I'm not surprised: release the Titan before 1080 demand dies down and you can upsell Titans to big-walletted enthusiasts who get tired of waiting for 1080 availability. If enough chip production gets diverted to Titan X/1080Ti to meed demand to reduce 1080 availability, it may cause inflated retail prices to hold much longer.
Does that even benefit Nvidia monetarily? I don't know how the relationship with GPU partners is structured. One would presume that it's like most industries, and the manufacturers buy the chips at a negotiated rate, then resell to distributors and so on down the chain. In this scenario, Nvidia would make the same amount per chip delivered regardless of retail pricing. Now, if it's somehow royalty-based, and their cut rises with sale price of cards, manipulating retailer prices would make sense. The other scenario I could see is if GP104 supply is tight and/or yields still low, and pushing some GP102s out the door keeps the cash coming in.
An other other possibility is that AMD has an upper-midrange or even high-end offering coming sooner than people expect, and Nvidia is trying to keep the spotlight on themselves. It's not all that likely, but would fit with their strategy of positioning themselves as the premium option. On the subject of launch strategies (and diverging a bit), that could be why the RX 480 seems like it wasn't quite done; it may not have been, but AMD needed to launch it ahead of the 1060 to keep Nvidia from (once again) stealing all the thunder.
Most likely that whats going on. Nvidia usually has its finger on AMD's pulse. I hope that is the case I would like to see a bit more of a battle to combat these higher prices.
Honestly, Its like nvidia is jumping at ghosts, Instead of pushing lower end, smaller cards first to test the process, they push the big ones and get crap yields.

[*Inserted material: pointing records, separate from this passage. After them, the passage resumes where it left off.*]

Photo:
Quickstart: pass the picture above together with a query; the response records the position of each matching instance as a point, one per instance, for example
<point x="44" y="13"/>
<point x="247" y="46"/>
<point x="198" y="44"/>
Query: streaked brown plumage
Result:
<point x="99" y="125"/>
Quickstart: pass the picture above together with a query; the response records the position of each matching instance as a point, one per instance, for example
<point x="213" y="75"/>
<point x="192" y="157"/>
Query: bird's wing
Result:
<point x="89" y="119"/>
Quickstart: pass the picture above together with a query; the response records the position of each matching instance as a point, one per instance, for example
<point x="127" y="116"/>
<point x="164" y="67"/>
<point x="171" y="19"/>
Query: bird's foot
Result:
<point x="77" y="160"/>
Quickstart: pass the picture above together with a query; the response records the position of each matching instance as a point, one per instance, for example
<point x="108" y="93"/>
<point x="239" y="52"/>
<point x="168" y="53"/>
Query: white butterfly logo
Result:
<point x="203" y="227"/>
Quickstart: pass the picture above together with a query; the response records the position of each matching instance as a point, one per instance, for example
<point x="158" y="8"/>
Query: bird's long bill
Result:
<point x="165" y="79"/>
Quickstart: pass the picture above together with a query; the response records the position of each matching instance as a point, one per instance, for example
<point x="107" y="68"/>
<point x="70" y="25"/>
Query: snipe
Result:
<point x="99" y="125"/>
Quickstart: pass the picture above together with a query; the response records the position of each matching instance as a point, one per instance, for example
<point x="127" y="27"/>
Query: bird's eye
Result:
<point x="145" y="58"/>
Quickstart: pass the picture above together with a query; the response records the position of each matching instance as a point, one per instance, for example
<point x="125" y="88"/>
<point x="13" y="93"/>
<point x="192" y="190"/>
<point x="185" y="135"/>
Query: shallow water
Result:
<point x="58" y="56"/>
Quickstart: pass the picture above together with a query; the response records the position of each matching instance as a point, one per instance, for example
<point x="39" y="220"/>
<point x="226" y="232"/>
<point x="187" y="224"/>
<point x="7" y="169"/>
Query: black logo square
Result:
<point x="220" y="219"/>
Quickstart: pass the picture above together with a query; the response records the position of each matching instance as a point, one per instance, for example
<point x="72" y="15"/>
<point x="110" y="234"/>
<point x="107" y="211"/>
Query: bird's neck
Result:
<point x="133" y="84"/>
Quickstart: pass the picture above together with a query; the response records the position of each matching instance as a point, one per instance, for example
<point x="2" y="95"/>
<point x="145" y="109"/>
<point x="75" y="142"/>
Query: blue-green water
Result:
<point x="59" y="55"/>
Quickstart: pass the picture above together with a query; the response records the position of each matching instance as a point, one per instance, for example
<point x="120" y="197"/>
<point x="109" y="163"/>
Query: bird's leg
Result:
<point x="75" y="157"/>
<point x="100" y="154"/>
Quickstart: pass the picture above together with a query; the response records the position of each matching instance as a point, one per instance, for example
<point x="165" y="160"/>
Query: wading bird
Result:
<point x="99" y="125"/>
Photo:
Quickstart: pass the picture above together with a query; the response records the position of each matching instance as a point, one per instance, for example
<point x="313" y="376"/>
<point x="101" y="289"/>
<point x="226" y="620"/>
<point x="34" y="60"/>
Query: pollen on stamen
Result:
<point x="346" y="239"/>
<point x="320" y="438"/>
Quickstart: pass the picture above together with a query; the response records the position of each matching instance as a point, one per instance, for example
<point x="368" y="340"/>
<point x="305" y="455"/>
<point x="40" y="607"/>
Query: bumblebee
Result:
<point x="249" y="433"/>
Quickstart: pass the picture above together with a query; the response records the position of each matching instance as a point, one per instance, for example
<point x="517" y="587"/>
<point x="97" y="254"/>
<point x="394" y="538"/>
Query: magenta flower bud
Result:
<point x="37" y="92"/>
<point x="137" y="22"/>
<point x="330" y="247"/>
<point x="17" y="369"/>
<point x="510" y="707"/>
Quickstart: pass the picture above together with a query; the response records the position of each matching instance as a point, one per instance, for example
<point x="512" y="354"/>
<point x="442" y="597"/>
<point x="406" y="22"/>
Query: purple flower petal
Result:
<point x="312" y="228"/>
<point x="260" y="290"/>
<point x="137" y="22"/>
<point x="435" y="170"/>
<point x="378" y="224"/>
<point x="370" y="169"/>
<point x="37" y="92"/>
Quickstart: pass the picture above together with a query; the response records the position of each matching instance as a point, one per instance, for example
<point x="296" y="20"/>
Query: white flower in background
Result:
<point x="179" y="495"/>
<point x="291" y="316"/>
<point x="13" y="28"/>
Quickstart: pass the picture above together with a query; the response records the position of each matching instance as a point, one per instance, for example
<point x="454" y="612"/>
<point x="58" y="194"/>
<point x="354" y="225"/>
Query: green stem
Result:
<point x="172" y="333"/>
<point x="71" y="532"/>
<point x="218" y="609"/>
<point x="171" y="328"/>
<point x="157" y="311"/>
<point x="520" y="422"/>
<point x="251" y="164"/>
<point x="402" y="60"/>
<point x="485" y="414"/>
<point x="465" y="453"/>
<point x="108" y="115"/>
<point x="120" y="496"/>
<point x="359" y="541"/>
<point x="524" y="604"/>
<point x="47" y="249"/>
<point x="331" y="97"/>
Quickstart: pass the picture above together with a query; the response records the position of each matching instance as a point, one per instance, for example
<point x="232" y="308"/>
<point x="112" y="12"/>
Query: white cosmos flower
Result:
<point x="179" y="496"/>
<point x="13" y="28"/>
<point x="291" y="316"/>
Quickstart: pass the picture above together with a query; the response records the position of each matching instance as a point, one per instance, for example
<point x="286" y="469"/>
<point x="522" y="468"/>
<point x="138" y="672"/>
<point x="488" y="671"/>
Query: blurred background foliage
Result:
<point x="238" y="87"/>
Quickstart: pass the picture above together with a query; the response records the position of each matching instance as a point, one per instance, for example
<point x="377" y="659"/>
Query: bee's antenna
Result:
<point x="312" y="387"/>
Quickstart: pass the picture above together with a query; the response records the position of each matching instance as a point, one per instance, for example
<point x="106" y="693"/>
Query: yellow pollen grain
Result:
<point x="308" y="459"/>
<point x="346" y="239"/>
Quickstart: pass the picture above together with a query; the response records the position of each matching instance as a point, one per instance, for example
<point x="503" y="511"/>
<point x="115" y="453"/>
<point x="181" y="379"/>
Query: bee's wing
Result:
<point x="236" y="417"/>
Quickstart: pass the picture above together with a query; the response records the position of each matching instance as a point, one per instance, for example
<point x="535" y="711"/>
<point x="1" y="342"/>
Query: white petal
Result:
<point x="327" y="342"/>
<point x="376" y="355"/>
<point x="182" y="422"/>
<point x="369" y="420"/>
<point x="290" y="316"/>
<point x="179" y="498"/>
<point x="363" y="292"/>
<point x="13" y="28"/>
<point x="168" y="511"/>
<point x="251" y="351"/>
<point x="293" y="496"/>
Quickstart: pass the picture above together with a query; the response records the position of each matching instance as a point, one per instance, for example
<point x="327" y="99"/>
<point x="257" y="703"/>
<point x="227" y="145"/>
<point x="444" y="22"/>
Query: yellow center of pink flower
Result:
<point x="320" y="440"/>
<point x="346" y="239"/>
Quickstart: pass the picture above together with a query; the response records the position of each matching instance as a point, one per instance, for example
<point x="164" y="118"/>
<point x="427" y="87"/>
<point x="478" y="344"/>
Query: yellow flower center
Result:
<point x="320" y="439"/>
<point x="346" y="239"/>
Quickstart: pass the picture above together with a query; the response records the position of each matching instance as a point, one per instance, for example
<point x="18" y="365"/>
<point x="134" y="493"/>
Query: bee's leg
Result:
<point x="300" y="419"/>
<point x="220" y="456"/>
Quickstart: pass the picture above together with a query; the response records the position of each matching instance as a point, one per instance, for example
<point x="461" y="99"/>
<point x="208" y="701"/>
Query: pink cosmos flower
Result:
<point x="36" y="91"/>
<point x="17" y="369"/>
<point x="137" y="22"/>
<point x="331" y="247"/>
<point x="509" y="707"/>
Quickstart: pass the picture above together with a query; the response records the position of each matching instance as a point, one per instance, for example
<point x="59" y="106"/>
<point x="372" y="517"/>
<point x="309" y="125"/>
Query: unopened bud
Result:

honestly, i'm assuming that amd is doubling the size of, at the very least, the 480 for the 490, possibly more then that if they also put out another fury line. amd loses out in dx11, but makes gets a fairly massive boost through rx12 and vulcan.
To me it looks like nvidia was trying to get their high margin cards out the door as fast as they could so they are nowhere near amds vega lineup, and the 480 forced nvidia to push the 1060 or lose the mid range buyers. It seems like stock 480 nitro outpaces a 1060, how easy these are to get to the 1420 mhz mark we will see, but that outpaces a 1060 2100 in most things, not to mention doom, where even stock out paces a heavy oc 1060, and this is what i anticipate dx12 games to come to do, so nvidia wants to get their better on 11 cards out fast to wait this gen out for volta where they will either have async capabilities, or they will have to have just that much bigger a chip all around.
really wish amd would get their crap together with dx11 though, i have a phenom 955 and i'm waiting on zen, would be nice to get some free performance.